I pull into the parking lot and easily find a spot. I look to my wife as she tells me to turn my brain off. That we are not going to think about this anymore while at the park festival. That we are going to enjoy life while we can with the rest of them. As we walk into the park I hear the Indian music flowing, bestowing the vibrations of meditation. As I turn off this part of my brain and begin to enjoy life again, I realize that this is the beginning of a thought process that might last. Maybe just lying dormant from Y2K and hurricanes past.
3 Comments
Center'd in JAX
November 23, 2009News: Globatron: Surviving in Style http://bit.ly/8emIqY #jacksonville
Akbar Lightning
November 23, 2009i have not watched the video because i am sitting in a cafe, but the writing is beautiful and profound. i have had similar conversations with my wife.

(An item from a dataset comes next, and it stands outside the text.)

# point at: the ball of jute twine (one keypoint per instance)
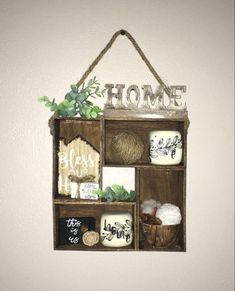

let us hope we are all wrong!
akbar
globatron
November 23, 2009Yes let us hope we are wrong. I wonder if this is paranoia or a logical thought process that drives such thinking?
Mankind has been in the business of survival since the beginning of our species so it would seem these thoughts to be part of our internal wiring. Funny thing is that I feel so insulated by my culture that these thoughts seem foreign and unnatural. I have no idea where to start if it came down to it. I would not have the slightest idea how to protect my family.
To think that a small tribe set off from Africa with only some primitive tools and were able to spread humanity throughout the world gives me hope. That possibly we would be able to adapt quickly because that is what we have always done.
But yes I hope we are both wrong.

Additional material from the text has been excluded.